Germany could turn into Friedensmacht because it could count on American protection in a world where strategic conflict had waned after the end of the Soviet Union. Nor did the Europeans have to worry about this Gulliver in their midst. The ‘Fourth Reich’ remains a figment of the imagination. The problem is rather too little German power in a world of increasing geopolitical risks.

Add a stagnant Europe that has lost 12 percentage points of global GDP since 1970. Add also Franco-German rivalry and populist authoritarianism in Eastern Europe, not to speak of the loss of Britain that is bound to weaken both the voice and the military muscle of Europe.
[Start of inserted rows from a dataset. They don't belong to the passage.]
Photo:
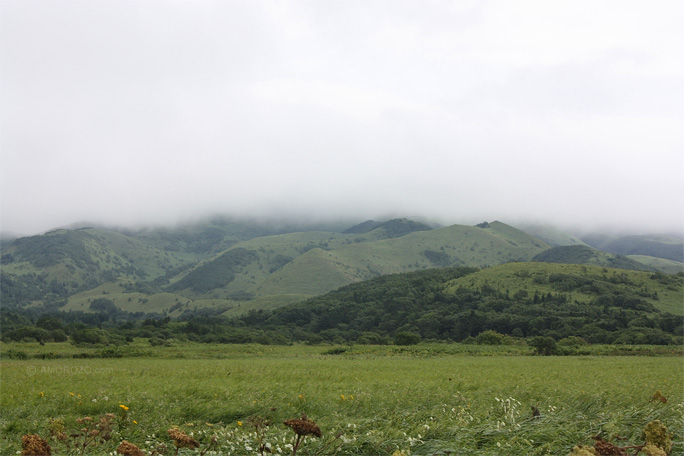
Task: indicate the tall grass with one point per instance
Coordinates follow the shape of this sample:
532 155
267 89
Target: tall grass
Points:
376 402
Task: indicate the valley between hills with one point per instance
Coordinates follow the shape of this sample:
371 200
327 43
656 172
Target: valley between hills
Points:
230 269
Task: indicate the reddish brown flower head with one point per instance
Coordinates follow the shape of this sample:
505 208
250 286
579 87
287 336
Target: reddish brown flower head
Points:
33 445
304 427
181 439
128 449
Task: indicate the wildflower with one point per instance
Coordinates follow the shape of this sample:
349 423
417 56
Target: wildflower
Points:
658 397
33 445
128 449
655 433
302 428
182 440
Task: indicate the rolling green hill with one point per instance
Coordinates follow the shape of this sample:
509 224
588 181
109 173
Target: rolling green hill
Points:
660 246
63 262
517 299
582 254
552 235
234 266
309 264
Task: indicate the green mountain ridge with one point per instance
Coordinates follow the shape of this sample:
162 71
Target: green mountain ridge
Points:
582 254
597 304
234 266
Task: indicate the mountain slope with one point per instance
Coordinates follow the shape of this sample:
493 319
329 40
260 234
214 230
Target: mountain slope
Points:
519 299
64 262
654 245
308 264
582 254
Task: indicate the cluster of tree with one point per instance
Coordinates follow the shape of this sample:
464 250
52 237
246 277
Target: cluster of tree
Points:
379 309
399 309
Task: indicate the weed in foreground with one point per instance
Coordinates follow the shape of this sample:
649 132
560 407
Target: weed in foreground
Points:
34 445
302 428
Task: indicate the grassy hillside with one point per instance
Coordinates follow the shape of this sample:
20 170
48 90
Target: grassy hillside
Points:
63 262
552 235
660 246
309 264
518 299
659 264
582 254
233 266
528 279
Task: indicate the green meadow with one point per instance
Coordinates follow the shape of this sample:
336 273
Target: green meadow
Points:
441 399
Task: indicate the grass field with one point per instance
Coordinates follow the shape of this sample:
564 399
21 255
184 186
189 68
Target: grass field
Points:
366 400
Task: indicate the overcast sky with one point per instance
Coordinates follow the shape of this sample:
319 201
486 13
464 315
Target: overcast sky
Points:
152 111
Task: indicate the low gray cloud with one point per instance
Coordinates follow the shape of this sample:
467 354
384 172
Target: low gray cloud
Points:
153 112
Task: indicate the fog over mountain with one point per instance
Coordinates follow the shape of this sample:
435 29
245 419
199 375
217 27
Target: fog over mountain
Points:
152 112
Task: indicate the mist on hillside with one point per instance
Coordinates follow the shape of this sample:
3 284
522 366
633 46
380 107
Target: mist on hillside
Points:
152 113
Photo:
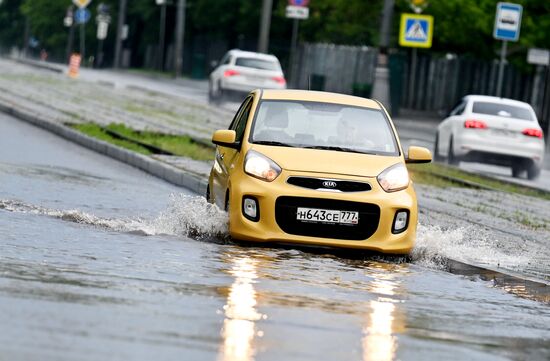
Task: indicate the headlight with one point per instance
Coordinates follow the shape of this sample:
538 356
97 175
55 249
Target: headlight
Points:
260 166
394 178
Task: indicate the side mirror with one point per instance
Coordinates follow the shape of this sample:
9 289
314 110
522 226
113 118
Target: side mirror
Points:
418 155
225 138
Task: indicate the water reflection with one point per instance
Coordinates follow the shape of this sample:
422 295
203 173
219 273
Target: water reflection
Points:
239 327
382 322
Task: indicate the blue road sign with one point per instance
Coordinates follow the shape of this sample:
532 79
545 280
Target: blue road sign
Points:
298 2
416 30
507 21
82 16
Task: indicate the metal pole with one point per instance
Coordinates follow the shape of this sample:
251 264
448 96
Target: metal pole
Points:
99 59
83 43
501 67
70 42
120 26
180 37
412 78
26 37
385 27
263 41
161 35
293 49
535 94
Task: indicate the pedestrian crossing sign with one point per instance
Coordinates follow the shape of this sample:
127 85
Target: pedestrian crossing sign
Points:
416 30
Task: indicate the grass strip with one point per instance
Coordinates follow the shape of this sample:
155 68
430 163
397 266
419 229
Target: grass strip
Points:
180 145
443 176
94 130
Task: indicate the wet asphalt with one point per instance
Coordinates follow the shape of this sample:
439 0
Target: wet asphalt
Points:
99 261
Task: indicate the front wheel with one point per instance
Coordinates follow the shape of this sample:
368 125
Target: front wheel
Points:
452 159
437 157
516 171
533 172
214 92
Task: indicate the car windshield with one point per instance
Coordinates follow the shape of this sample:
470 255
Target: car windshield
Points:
502 110
323 126
257 63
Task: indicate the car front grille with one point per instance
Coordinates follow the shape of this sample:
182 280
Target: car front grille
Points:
286 209
329 184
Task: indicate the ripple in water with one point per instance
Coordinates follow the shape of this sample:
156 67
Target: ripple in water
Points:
194 217
470 245
185 216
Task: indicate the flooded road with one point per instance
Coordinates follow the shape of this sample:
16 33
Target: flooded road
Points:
99 261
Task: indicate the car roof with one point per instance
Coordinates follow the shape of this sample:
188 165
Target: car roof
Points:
493 99
250 54
318 96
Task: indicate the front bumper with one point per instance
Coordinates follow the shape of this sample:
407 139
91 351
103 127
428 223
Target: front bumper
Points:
476 145
269 228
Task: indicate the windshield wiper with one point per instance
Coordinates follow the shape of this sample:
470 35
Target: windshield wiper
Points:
339 149
273 142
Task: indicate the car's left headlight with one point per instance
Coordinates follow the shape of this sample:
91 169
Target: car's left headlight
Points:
260 166
394 178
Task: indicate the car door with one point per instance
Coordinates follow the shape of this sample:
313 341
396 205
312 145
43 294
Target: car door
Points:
217 74
447 126
226 157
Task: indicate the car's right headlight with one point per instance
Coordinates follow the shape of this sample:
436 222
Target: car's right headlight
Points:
261 167
394 178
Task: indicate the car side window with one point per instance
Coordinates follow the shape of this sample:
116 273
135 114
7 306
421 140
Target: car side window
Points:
239 122
459 109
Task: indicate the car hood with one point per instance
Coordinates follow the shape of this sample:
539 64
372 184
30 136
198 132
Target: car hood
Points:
328 161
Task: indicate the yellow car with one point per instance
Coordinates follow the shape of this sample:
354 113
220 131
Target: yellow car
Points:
315 168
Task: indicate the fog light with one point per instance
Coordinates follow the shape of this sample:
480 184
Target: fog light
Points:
400 222
250 209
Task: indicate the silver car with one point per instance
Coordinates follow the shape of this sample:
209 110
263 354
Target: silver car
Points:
239 72
492 130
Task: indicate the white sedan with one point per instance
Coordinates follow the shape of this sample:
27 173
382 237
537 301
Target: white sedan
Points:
239 72
492 130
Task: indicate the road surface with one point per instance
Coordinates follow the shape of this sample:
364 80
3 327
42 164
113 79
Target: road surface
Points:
99 261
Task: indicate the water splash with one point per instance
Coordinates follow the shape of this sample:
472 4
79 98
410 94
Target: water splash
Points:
185 216
434 245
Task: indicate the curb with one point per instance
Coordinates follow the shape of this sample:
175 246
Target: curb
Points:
167 172
519 285
39 64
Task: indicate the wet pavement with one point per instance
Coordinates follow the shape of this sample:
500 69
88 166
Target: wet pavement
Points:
101 261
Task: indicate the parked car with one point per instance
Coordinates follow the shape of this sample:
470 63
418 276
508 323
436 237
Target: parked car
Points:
239 72
315 168
492 130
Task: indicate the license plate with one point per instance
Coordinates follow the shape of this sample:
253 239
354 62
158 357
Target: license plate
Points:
503 132
327 216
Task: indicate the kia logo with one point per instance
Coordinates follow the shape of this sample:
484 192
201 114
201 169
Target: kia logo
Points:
329 184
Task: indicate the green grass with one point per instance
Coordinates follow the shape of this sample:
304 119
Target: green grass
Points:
96 131
435 174
180 145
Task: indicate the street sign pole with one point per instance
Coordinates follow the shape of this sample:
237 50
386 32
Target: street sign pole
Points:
265 24
120 29
296 10
83 42
503 50
180 38
162 33
412 81
293 49
415 31
507 28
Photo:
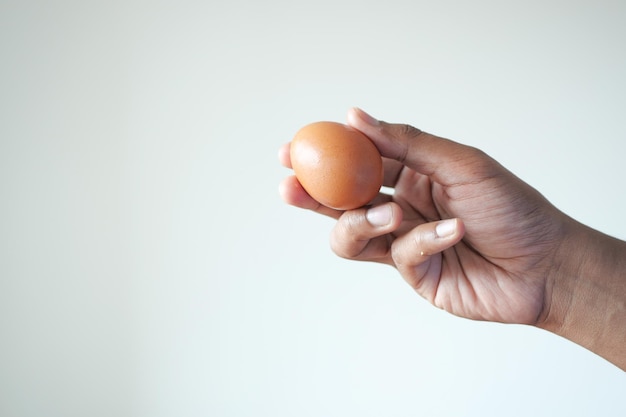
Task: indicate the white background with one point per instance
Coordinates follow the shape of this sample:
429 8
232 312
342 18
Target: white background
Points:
149 268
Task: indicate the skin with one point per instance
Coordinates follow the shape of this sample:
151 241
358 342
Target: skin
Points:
473 239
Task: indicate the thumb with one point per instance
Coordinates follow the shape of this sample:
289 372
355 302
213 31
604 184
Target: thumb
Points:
447 162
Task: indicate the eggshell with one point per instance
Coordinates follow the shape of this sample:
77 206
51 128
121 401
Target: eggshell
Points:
336 164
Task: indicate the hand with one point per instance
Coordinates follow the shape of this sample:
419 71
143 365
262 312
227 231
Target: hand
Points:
464 232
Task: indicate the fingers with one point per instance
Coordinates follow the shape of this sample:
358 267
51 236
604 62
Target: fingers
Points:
417 257
367 234
363 234
445 161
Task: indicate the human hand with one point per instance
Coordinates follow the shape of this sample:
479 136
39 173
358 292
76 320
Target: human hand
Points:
464 232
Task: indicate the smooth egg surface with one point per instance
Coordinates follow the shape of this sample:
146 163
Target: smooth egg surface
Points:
336 164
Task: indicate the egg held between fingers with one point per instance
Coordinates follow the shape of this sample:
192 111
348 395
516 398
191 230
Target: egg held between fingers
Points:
337 165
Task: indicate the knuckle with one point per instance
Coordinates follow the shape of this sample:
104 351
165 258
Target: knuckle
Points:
344 240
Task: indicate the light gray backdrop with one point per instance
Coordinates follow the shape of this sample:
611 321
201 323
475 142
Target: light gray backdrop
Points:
149 268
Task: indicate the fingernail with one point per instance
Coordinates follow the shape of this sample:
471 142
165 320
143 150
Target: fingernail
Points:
445 228
366 117
379 216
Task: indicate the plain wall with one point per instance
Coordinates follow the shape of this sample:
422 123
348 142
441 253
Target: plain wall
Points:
149 268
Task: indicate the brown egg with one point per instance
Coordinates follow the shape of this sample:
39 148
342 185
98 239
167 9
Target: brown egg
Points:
337 165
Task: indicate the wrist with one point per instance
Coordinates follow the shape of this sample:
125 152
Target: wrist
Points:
585 295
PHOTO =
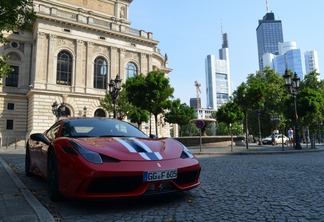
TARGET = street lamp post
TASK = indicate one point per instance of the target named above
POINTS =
(259, 122)
(292, 82)
(58, 111)
(114, 88)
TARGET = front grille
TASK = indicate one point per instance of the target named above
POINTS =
(187, 177)
(115, 184)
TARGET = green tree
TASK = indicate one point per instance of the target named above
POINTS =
(123, 107)
(311, 103)
(151, 93)
(179, 113)
(247, 97)
(138, 116)
(229, 113)
(15, 15)
(274, 102)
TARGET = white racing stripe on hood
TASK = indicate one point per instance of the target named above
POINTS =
(144, 156)
(141, 144)
(125, 144)
(147, 155)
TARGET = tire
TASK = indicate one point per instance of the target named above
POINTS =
(27, 163)
(53, 178)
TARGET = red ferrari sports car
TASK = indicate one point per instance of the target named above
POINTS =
(101, 158)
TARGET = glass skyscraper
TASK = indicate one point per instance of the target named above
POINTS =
(269, 34)
(218, 77)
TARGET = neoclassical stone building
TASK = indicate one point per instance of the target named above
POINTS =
(74, 49)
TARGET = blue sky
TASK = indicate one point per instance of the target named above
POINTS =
(189, 30)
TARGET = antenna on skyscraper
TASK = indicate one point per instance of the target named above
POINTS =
(221, 27)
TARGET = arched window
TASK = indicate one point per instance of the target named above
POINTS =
(100, 113)
(131, 70)
(64, 68)
(12, 78)
(100, 73)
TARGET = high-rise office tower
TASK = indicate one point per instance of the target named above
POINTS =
(269, 34)
(218, 77)
(311, 61)
(290, 57)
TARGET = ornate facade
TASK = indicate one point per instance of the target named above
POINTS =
(75, 47)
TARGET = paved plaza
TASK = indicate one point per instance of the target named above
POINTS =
(283, 186)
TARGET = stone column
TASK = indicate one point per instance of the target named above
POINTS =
(78, 77)
(52, 61)
(89, 66)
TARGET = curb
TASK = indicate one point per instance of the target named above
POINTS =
(41, 212)
(254, 152)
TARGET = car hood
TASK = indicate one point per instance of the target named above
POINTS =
(135, 149)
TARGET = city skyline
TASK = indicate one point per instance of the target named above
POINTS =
(188, 32)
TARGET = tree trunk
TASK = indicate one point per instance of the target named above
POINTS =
(156, 125)
(246, 130)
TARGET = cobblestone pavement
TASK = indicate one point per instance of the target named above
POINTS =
(279, 187)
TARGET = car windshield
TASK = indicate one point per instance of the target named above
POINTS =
(99, 127)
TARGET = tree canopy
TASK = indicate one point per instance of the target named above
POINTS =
(15, 15)
(179, 113)
(151, 92)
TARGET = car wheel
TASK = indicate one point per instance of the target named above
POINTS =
(27, 163)
(53, 179)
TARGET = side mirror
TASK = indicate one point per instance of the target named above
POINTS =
(153, 136)
(39, 137)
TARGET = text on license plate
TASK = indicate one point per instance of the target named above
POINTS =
(160, 175)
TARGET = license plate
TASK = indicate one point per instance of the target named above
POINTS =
(160, 175)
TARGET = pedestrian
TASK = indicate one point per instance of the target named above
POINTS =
(291, 136)
(273, 138)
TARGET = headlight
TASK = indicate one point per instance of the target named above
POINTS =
(186, 153)
(89, 155)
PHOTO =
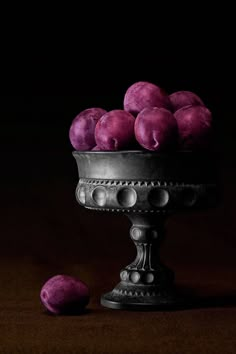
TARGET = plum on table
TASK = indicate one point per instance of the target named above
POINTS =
(64, 294)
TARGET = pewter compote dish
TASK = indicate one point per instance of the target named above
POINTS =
(147, 187)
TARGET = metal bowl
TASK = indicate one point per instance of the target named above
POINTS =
(147, 187)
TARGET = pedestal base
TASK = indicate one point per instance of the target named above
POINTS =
(131, 297)
(145, 303)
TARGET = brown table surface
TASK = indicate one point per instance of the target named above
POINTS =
(44, 233)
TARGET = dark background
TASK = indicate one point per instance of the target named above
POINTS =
(45, 232)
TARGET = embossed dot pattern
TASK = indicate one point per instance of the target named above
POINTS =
(135, 277)
(136, 233)
(99, 196)
(154, 234)
(188, 197)
(127, 197)
(124, 275)
(149, 278)
(158, 197)
(81, 195)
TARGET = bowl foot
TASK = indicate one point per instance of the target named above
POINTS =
(141, 303)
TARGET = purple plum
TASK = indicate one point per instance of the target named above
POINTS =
(156, 129)
(194, 125)
(64, 294)
(96, 148)
(115, 130)
(181, 99)
(145, 95)
(81, 132)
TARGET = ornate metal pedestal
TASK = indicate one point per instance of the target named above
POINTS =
(147, 187)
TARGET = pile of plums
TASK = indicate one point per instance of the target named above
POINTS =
(151, 120)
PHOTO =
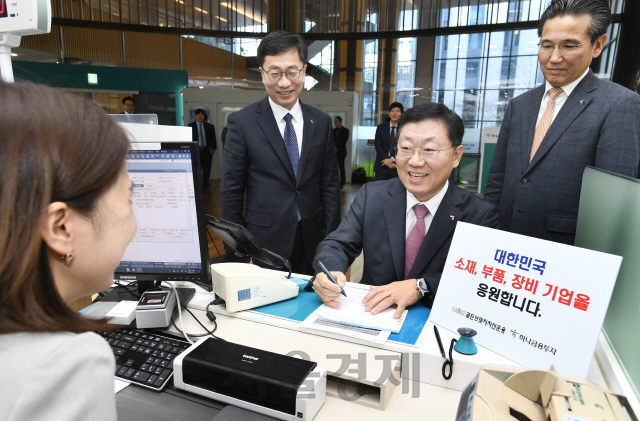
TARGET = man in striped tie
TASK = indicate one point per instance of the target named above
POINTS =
(280, 153)
(205, 134)
(551, 133)
(404, 226)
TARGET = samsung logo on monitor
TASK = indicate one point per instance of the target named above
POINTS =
(250, 357)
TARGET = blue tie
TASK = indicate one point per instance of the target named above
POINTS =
(202, 141)
(291, 143)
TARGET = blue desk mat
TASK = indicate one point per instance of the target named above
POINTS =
(300, 307)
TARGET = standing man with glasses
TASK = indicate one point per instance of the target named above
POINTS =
(404, 226)
(281, 154)
(551, 133)
(205, 134)
(385, 141)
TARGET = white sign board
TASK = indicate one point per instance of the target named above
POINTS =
(533, 301)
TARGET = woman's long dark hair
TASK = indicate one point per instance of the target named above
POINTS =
(54, 147)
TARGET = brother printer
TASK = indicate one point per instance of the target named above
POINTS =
(276, 385)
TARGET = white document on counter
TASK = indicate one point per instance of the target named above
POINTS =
(315, 322)
(352, 311)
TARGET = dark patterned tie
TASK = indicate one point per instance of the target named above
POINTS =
(202, 141)
(416, 237)
(393, 141)
(291, 144)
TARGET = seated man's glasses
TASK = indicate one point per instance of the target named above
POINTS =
(430, 155)
(276, 75)
(565, 49)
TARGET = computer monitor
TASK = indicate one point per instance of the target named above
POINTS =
(171, 241)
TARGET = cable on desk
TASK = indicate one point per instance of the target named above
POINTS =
(179, 311)
(128, 287)
(212, 242)
(194, 335)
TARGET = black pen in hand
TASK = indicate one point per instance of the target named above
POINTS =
(435, 330)
(329, 275)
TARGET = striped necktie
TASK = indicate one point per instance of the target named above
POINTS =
(416, 237)
(291, 144)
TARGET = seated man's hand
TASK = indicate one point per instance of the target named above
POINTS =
(402, 293)
(327, 291)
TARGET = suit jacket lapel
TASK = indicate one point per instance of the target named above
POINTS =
(573, 106)
(267, 122)
(441, 228)
(529, 127)
(308, 137)
(394, 211)
(387, 137)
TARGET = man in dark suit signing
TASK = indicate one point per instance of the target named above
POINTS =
(281, 154)
(205, 134)
(341, 136)
(385, 142)
(551, 133)
(404, 226)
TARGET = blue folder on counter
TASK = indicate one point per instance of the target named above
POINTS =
(301, 307)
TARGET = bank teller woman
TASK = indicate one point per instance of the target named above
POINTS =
(65, 221)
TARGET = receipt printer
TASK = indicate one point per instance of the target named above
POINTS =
(506, 394)
(243, 286)
(275, 385)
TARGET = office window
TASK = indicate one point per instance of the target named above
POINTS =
(406, 71)
(369, 83)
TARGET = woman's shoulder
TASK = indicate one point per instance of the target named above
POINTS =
(62, 366)
(32, 344)
(26, 352)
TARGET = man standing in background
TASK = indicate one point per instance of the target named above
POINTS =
(341, 136)
(551, 133)
(128, 104)
(205, 134)
(281, 154)
(385, 140)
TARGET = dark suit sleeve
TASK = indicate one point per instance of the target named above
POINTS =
(618, 148)
(342, 246)
(495, 182)
(488, 219)
(194, 132)
(330, 183)
(380, 152)
(234, 173)
(212, 140)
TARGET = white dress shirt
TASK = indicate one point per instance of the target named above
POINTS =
(297, 120)
(432, 204)
(560, 99)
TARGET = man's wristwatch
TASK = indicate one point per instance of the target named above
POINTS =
(421, 286)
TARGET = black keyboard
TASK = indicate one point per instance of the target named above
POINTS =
(143, 358)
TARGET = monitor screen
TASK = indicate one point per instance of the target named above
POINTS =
(170, 243)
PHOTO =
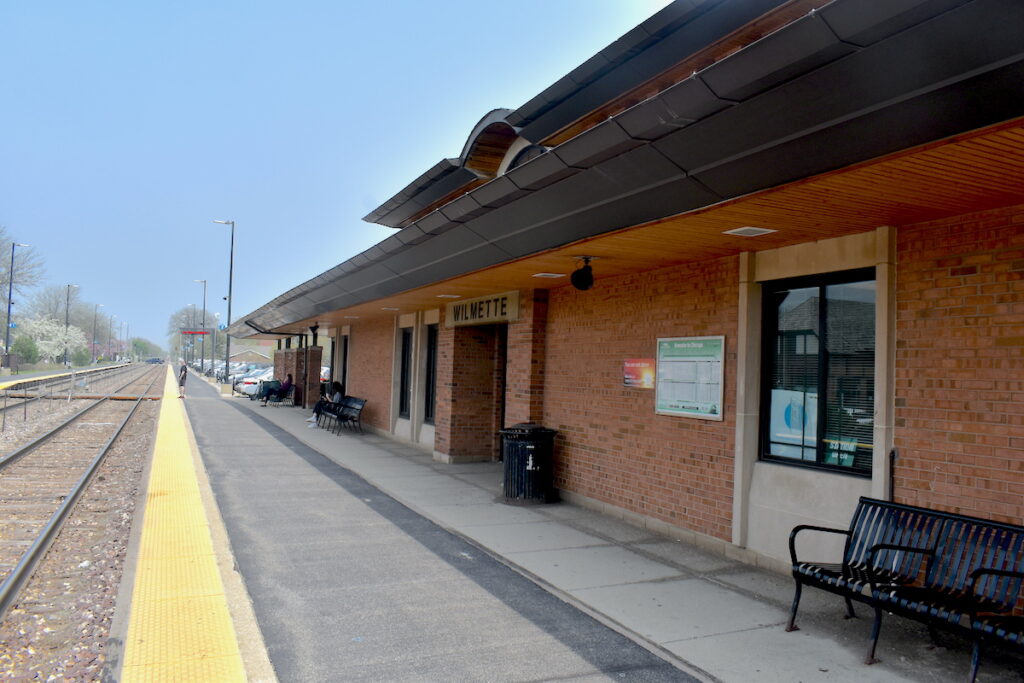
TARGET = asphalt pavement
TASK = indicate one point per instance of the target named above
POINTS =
(366, 560)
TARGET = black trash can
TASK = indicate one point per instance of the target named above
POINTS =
(527, 451)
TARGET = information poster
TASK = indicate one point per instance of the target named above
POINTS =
(690, 377)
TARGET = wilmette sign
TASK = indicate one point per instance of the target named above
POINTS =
(502, 307)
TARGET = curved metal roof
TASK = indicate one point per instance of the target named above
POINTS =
(853, 82)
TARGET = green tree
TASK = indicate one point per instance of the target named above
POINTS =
(26, 349)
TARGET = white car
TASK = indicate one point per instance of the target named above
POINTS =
(250, 383)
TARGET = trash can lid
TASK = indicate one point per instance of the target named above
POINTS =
(527, 428)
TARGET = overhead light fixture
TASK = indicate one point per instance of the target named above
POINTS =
(749, 231)
(583, 278)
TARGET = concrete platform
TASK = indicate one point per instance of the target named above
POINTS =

The Orbanization of Hungary may not matter that much. Italy, though, is a more worrisome harbinger, given the clout of the popu-nationalist Lega. Italy is after all a founding member of the EU.

Invoking a flock of sheep as metaphor in 2017, Germany’s then-defence minister Ursula von der Leyen would have Berlin ‘lead from the centre’. Great powers, though, lead from the front, never mind that Barack Obama had apparently told the New Yorker that his motto was ‘leading from behind’. Given how profitable and pleasant its ‘culture of self-restraint’ has been, Germany will not soon re-acquire the habits of a great power and so prefer the protective herd to the vanguard.

Yet the EU flock has become unruly, splintering along ideological/nationalist lines while Britain has absconded. Add an even graver point: a rapidly shifting international system is pressing in on Europe and threatening to marginalise this once mighty continent. As Berlin blithely mingles with the metaphorical sheep, America, China and Russia are tearing down the fences and trampling the grass. Luckily, the wolves are not yet at the door, but the Europeans can hear them howling. Celebrated as predestined shepherd in the glory days of Angela Merkel, Germany in the 2020s is an uncertain giant who has defied expectations, good or bad. It is neither a ‘Fourth Reich’, nor a leader of the rest.